Françoise Arvault
Écrire un « livre-repentir » sur un défunt
À l’issue d’une conférence sur le récit de soi, une vielle dame, Madame Chevalier, vient timidement me demander s’il est possible de rédiger un livre sur une personne décédée. J’imagine qu’elle souhaite écrire sur son mari mais non, elle veut parler de son père car, me dit-elle, elle a pris conscience qu’elle l’a « raté » et voudrait réparer ses erreurs d’appréciation.
De un à trois narrateurs
Le premier entretien se déroule en présence de l’un des fils de Madame Chevalier. Très vite, les échanges révèlent que la mère et son fils n’ont pas la même perception de l’homme, que le père et le grand-père n’ont pas du tout laissé les mêmes souvenirs.
Me vient alors l’idée d’un récit à deux voix dans lequel chacun pourrait dresser un portrait du défunt. Mais le second fils ne tarde pas à manifester son souhait de participer à ce projet autour d’un grand-père qu’il a beaucoup aimé. Pour que chacun se sente libre d’évoquer ses souvenirs et ses émotions, je recueille les trois témoignages séparément.

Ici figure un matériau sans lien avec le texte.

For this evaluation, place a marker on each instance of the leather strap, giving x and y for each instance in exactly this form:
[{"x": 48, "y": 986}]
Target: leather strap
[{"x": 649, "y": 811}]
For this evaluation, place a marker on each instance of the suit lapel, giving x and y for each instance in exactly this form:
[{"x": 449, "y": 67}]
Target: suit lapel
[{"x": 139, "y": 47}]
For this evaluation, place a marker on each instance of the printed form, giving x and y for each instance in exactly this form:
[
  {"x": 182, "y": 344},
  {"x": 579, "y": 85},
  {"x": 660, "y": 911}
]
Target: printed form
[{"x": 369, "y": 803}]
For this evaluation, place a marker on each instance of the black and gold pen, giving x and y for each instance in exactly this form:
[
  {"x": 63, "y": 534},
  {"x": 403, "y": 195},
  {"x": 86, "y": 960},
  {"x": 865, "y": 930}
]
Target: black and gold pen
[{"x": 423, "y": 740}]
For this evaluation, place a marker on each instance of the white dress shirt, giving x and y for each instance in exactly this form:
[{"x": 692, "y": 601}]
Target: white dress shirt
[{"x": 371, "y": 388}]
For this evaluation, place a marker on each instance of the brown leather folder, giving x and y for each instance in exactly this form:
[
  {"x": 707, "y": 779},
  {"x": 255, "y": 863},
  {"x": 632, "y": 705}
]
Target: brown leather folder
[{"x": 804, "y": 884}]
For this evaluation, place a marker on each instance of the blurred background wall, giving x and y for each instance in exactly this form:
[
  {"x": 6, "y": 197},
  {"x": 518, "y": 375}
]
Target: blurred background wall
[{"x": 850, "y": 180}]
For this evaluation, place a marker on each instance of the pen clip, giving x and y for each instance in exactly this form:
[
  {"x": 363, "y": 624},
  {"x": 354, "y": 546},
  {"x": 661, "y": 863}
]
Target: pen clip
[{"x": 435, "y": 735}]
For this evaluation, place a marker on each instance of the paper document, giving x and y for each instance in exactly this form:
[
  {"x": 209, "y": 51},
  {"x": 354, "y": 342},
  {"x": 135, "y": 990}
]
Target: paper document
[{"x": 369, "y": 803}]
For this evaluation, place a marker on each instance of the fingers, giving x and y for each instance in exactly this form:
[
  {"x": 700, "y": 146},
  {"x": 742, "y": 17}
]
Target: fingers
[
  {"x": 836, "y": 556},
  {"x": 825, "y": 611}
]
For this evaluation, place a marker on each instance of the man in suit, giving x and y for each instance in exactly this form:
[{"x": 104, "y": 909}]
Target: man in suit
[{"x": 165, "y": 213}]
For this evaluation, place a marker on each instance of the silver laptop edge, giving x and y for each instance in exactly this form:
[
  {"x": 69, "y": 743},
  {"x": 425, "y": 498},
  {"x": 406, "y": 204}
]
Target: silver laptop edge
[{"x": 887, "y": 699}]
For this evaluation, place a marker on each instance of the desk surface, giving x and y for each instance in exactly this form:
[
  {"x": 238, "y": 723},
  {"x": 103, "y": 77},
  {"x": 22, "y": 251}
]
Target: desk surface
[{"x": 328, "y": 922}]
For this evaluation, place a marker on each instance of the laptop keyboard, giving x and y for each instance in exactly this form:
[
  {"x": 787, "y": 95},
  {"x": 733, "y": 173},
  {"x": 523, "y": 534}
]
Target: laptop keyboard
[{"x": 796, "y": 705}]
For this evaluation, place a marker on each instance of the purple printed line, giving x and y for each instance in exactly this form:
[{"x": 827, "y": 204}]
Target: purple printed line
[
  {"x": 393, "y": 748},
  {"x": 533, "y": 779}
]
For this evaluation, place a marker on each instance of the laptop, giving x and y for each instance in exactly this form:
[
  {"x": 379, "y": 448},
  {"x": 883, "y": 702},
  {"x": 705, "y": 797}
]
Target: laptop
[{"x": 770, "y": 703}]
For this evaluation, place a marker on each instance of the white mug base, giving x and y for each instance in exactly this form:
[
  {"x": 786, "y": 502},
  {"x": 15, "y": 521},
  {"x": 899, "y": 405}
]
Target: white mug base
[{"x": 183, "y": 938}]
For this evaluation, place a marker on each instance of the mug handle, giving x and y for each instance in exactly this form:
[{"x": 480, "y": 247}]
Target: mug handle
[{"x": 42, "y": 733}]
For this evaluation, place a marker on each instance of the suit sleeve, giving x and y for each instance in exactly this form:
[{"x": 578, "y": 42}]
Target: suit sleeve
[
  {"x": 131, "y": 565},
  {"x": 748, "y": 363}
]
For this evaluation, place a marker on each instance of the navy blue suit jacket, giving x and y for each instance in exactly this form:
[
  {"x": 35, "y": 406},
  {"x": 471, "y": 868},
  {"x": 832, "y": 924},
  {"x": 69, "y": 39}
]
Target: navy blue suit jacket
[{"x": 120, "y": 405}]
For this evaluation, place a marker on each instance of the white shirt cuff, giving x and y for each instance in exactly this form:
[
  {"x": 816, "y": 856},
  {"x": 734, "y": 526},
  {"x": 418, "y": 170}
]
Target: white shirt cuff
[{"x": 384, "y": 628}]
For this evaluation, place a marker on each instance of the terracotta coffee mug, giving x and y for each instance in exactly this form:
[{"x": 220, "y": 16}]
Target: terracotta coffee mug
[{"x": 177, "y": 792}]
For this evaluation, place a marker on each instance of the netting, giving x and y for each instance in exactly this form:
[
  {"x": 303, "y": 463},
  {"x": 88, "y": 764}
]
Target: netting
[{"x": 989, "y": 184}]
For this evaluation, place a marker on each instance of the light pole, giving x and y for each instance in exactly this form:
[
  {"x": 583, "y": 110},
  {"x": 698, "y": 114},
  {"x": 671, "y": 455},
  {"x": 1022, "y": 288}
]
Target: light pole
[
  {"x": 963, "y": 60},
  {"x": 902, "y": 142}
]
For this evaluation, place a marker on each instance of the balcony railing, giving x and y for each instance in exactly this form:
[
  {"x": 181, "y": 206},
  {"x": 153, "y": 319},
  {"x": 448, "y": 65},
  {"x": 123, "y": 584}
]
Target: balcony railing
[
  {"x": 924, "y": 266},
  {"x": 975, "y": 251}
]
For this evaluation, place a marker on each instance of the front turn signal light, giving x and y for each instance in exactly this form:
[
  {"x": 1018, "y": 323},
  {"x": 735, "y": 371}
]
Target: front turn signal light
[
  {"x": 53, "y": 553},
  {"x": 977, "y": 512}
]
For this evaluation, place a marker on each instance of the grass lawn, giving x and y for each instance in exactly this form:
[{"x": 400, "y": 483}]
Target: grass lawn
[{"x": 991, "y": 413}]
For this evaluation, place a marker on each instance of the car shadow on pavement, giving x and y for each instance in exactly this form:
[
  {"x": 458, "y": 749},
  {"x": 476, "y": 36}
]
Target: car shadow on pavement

Madame Chevalier raconte son adolescence perturbée par les longues absences de son père et la nécessité de garder secrètes ses activités pour la Résistance. Ses fils évoquent leur admiration pour ce grand-père érudit, les jeudis au musée du Louvre, les cours de natation pendant les vacances, etc. Au fil de leurs récits, tous les trois expriment leur admiration pour les talents artistiques de l’instituteur qui voulait être architecte avant que la guerre ne mette un terme à ses rêves de jeunesse.
De l’hommage à la sérénité
Une fois les trois textes écrits, aucun narrateur ne souhaite lire le témoignage des deux autres avant la parution du livre. Quand Madame Chevalier a enfin l’ouvrage entre les mains, elle découvre avec une grande émotion les portraits de son père dressés par ses fils. Elle nous dit qu’elle se sent apaisée par ce magnifique hommage qui lui est ainsi rendu, hommage au jeune homme qui a devancé l’appel en 1914, à l’instituteur pacifiste, au Résistant de 1940, au grand-père attentionné, au peintre meurtri par la disparition de la quasi-totalité de ses tableaux dans le bombardement de Boulogne de 1942…
Légende de l’illustration : une des 17 illustrations réalisées par Paul-Maurice Chevalier (1898-1984) pour Les Suppliciés, un témoignage sur la Grande Guerre écrit en 1927 par René Naegelen (1894-1976), qui fut son « Camarade de combat ».